The 3Four3 podcast with guest Anson Dorrance is a great listen!
I wish I would have heard when I was starting out in soccer.
Anson is good with words.
I wasn’t surprised, deep in the podcast when he explained he had an English major, thinks language is important and seeks to use language to inspire and motivate. It shows. He communicates simply and very effectively.
I thought Anson did the best job I’ve heard, so far, of explaining a few elusive soccer concepts.
Direct vs. Indirect Soccer plus Development vs. Winning
Being able to play both styles is important. But learning to play indirect takes time and patience.
This is him, paraphrased:
At U10/U12 and below wins come from direct soccer and putting a couple fast kids up front and a couple kids with big kicks at the back and sending the ball forward for the fast kids to run onto and finish.
This an example of winning that doesn’t develop.

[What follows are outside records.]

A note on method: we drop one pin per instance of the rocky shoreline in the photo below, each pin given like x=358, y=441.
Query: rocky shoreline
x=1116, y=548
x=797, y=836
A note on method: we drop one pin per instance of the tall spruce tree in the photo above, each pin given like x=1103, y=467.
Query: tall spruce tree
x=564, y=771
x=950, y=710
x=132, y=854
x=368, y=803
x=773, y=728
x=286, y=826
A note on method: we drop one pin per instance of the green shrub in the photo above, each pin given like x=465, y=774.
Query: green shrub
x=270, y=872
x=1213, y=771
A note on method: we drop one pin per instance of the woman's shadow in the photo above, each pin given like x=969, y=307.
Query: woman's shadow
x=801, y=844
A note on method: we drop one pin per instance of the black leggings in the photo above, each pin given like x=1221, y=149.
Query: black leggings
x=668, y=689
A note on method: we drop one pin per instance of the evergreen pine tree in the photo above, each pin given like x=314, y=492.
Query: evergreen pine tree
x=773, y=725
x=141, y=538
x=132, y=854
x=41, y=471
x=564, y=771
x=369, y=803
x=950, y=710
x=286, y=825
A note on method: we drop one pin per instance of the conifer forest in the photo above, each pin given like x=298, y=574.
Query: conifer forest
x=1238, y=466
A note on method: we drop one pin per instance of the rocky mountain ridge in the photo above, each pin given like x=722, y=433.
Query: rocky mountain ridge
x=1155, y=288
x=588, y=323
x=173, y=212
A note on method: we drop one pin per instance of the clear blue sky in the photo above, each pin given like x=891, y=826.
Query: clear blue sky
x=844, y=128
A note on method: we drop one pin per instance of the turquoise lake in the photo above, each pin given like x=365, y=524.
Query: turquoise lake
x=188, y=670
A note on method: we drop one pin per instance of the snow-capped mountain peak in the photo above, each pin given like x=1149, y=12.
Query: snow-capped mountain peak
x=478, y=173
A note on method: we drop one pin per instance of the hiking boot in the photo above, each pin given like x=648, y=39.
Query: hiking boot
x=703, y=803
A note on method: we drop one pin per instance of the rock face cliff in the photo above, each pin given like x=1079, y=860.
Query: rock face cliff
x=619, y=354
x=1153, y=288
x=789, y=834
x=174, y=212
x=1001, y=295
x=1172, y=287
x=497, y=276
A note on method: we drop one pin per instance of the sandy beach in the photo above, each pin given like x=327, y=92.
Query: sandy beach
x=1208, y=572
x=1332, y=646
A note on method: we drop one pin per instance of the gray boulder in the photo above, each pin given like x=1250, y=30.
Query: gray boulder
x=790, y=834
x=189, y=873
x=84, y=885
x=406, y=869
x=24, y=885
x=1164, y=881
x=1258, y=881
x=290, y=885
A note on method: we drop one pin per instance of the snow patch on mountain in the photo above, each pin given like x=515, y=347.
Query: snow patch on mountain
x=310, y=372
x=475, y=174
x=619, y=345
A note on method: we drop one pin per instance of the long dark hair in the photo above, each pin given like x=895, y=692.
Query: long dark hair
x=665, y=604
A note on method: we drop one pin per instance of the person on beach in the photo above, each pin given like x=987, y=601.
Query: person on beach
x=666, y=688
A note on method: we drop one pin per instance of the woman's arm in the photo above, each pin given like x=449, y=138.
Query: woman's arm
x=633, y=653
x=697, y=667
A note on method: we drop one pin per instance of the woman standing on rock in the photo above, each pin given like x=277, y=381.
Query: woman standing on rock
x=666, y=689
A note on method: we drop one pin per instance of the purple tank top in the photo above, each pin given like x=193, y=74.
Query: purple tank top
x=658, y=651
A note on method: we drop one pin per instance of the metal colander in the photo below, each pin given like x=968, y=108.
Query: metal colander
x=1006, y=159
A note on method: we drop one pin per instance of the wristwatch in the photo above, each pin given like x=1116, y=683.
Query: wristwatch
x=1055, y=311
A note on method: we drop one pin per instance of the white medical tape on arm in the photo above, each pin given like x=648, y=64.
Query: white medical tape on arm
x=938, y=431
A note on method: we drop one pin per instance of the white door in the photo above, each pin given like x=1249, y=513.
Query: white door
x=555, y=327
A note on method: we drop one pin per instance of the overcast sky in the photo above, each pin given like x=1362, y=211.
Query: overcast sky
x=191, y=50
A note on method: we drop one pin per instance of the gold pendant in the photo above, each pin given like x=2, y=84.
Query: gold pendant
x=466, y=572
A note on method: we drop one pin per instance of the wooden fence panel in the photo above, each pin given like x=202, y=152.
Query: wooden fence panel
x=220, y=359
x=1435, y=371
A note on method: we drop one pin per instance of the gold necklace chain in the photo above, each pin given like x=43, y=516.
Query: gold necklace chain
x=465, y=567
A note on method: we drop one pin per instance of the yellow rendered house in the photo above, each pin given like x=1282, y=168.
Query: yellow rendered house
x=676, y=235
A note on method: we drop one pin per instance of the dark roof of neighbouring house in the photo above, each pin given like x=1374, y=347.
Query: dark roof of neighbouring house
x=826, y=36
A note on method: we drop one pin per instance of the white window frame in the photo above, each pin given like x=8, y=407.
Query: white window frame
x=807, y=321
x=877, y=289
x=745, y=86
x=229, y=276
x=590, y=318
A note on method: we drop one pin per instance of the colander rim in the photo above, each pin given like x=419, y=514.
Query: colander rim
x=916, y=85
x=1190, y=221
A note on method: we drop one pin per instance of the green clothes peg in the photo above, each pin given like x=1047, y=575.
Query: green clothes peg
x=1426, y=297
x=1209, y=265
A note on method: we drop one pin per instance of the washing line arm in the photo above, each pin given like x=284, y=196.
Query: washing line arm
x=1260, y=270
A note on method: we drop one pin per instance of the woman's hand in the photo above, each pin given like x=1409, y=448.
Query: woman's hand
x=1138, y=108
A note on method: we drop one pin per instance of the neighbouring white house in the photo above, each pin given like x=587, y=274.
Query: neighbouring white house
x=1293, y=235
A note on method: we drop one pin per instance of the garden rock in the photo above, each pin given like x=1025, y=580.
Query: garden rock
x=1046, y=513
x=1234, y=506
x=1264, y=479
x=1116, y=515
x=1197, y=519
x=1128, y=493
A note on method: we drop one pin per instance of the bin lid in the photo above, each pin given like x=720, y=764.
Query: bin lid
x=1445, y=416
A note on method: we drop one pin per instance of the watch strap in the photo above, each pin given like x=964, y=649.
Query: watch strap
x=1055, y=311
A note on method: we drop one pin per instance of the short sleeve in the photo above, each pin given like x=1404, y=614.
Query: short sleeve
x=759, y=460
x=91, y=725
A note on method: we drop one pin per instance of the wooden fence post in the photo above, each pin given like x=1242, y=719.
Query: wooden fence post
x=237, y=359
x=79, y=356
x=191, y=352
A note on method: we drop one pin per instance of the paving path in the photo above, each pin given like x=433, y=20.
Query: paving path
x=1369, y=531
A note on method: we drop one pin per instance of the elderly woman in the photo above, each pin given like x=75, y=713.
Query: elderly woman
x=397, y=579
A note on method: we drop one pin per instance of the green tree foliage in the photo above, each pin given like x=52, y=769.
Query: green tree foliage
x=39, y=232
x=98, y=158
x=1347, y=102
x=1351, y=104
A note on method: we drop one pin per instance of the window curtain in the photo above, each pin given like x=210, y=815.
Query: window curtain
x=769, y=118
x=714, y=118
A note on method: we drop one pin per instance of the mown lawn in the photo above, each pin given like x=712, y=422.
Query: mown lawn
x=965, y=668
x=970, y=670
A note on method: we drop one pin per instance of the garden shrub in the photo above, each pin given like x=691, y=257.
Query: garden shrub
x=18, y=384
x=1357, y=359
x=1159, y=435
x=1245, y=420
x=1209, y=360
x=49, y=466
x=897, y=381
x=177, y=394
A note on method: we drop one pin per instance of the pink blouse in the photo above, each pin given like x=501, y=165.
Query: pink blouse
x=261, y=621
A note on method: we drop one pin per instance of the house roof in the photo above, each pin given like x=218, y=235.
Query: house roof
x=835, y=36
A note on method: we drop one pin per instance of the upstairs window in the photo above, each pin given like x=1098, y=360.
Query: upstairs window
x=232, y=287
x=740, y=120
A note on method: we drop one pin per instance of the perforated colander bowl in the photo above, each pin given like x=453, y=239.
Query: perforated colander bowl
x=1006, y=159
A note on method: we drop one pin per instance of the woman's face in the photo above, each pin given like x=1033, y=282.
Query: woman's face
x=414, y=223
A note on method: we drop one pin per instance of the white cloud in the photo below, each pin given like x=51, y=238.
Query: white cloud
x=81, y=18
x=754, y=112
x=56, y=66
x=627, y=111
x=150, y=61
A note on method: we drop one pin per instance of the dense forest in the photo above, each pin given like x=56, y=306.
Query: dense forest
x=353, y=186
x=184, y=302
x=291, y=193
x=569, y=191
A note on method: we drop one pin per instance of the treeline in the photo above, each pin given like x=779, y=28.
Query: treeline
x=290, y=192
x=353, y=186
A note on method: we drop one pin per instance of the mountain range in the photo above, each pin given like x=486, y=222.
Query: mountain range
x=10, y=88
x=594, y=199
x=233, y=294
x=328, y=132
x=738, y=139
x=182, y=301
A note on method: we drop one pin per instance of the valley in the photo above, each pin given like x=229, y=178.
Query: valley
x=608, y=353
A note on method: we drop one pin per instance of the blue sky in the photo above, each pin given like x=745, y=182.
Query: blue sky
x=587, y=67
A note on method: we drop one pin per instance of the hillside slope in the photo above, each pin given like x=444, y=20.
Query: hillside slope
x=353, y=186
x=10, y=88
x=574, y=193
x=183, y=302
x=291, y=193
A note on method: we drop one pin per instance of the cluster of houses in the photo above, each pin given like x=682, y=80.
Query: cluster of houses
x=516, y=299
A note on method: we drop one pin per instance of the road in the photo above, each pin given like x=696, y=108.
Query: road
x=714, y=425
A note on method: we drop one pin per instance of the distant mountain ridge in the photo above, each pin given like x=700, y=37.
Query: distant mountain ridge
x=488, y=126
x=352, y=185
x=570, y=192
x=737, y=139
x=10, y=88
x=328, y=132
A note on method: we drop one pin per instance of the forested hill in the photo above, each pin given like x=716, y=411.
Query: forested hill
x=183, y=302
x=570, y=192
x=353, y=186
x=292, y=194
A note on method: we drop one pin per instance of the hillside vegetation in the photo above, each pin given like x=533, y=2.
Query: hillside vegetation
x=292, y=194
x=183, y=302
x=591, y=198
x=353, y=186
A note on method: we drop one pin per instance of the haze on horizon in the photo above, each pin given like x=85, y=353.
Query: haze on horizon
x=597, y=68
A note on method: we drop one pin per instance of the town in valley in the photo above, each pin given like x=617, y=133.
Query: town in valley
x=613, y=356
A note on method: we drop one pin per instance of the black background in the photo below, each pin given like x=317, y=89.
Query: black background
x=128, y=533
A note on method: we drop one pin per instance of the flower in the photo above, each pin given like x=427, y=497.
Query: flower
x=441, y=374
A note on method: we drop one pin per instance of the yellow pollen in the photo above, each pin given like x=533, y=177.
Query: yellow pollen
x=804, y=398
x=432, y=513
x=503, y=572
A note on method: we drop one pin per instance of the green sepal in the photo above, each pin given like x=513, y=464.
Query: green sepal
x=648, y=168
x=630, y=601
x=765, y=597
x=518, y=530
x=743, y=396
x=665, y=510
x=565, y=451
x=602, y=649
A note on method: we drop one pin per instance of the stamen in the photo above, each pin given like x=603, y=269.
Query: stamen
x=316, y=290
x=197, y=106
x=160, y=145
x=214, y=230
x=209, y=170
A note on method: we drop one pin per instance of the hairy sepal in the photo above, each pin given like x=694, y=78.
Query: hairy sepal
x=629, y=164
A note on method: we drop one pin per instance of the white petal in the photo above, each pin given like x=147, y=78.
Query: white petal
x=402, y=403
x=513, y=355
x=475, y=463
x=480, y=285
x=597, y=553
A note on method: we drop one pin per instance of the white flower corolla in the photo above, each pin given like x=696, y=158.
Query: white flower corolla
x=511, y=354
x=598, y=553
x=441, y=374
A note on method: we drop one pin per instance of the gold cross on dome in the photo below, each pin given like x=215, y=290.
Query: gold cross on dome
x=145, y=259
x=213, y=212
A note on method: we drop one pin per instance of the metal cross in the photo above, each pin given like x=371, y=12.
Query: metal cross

“Development is all about creating a philosophy of player development that doesn’t have as its priority the most effective way to win [for young ages] because the most effective way to win at a U12 level is what I described [direct soccer].”
Seven elements of athletic character
He has seen his share of talented players that lacked a few of these and it doesn’t go well. He looks for these traits:
- self discipline
- competitive fire
- self belief
- love of the ball
- love of playing the game
- love of watching the game
The importance of 1v1’s
I thought it was a odd sign from the universe that I listened to this podcast on the same day I read about Belgium’s approach to youth soccer.
Dorrance coached the US WNT when the team members didn’t get much opportunity to train together. He encouraged them all to play the game in it’s simplest form — 1v1’s — on their own. Many of them were dating high-level men soccer players, and they played a lot of 1v1’s against them. He credits this as key to the success of his World Cup winning team.